I’m not too familiar with Javascript (I copied this from StackOverflow and tweaked a bit), but here’s the gist of how it works.

First, define an array1 as a list of COUNTS OF contacts who signed up between two dates. It’s important that this be a list of NUMBERS.

Then, define array2 as a list of COUNTS OF contacts who cancelled between two dates.

step1 takes each item in array1 and subtracts from it the number in array2 and saves it into a new array called step1. You could perform any math operation here that makes sense for you, and you could easily do it between more than 2 arrays by copying the above syntax. For example, you could do array1+array2/array3-array4 if that made sense for your use case. I haven’t experimented on different-sized lists. I’m not sure it would work if the lists were different sizes.
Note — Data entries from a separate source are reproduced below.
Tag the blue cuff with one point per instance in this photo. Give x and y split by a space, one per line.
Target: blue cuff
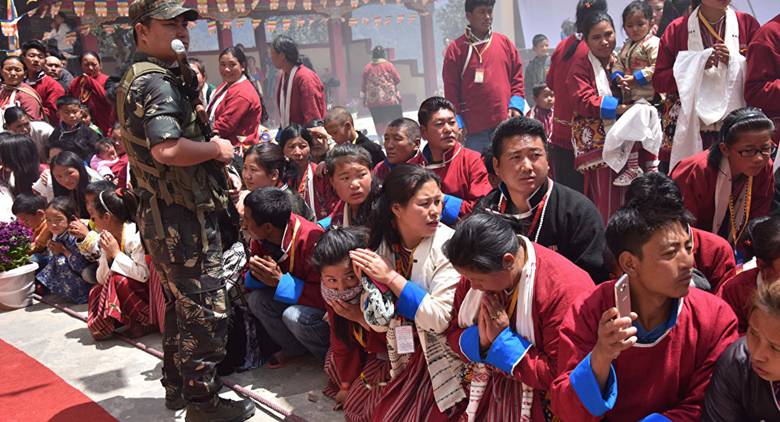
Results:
252 283
451 209
640 78
325 222
410 299
655 417
518 103
289 289
507 350
609 107
587 388
615 74
469 343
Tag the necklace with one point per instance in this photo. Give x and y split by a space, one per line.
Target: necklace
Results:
737 233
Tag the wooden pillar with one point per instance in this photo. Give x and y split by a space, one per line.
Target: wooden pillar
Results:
429 52
338 58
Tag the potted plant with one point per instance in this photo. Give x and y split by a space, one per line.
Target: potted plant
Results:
17 271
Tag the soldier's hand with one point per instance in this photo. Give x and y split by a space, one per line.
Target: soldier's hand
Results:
225 153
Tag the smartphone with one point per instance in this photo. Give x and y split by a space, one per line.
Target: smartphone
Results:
623 296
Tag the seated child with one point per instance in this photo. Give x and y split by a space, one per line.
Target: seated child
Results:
30 210
63 273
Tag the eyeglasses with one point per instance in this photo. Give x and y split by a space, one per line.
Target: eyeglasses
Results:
767 150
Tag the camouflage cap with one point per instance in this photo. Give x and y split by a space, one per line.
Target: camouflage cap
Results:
160 9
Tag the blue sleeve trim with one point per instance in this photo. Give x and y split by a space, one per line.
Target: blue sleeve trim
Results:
655 417
325 222
640 78
587 388
451 209
469 343
609 107
507 350
518 103
615 74
411 297
289 289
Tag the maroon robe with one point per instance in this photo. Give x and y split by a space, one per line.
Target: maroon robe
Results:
483 105
237 116
92 93
738 292
308 96
300 245
697 181
762 82
668 377
557 284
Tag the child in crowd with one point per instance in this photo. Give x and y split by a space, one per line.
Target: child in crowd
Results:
63 274
105 158
30 210
72 134
536 71
633 73
543 110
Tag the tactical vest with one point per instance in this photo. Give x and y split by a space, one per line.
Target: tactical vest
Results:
199 188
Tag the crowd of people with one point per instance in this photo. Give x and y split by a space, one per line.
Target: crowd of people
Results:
501 258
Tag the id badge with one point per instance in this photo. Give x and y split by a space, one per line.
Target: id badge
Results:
404 339
479 75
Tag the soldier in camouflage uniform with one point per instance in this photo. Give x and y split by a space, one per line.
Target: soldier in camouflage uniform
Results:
181 190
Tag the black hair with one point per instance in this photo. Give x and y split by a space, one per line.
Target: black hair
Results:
470 5
538 39
430 106
334 246
399 187
20 154
67 100
480 242
584 9
28 204
90 53
516 126
238 53
271 157
72 160
268 205
378 53
285 45
747 119
94 188
346 154
63 204
121 203
409 126
14 114
631 227
33 45
638 6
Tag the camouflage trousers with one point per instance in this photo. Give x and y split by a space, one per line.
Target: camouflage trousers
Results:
196 319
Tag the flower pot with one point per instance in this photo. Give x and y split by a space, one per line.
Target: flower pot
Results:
17 286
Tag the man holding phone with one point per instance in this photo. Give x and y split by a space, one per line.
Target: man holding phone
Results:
663 351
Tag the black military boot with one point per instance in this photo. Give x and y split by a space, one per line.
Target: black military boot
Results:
220 410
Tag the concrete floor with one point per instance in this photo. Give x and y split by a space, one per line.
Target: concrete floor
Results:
125 380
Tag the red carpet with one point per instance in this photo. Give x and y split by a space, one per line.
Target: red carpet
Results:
30 392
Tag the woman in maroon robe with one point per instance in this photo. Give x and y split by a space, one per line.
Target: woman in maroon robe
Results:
90 89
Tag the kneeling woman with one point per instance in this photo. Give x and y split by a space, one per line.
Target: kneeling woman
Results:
121 297
357 365
732 182
745 385
408 239
506 317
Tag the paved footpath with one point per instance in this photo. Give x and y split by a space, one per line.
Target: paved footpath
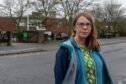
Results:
17 48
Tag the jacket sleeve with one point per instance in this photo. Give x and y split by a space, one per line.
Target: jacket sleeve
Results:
61 64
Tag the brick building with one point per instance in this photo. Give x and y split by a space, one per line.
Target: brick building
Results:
7 27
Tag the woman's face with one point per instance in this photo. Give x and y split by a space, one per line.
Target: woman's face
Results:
82 27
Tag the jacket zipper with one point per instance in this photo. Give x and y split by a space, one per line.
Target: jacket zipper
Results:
95 67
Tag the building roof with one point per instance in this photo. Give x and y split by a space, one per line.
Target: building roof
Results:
7 24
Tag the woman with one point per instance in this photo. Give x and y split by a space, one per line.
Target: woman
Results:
78 60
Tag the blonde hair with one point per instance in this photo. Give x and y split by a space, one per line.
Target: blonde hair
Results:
91 40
Then, step2 performs a cumulative sum of every item in step1. So if step1 was [4,5,3,1], step2 would be [4,9,12,13]

Finally, step3 just takes each number in step2 and adds to it the ‘beginning balance’. In my case, it’s a count of active users prior to the start date. The entire function then returns the values in the new list ‘step3’

I then use a chart element to make the categories the list of dates, and the values are the output from the expression described above and voila, you have a graph showing the cumulative change over time.

Hopefully this is helpful to anyone else trying to solve for this (or similar) problems.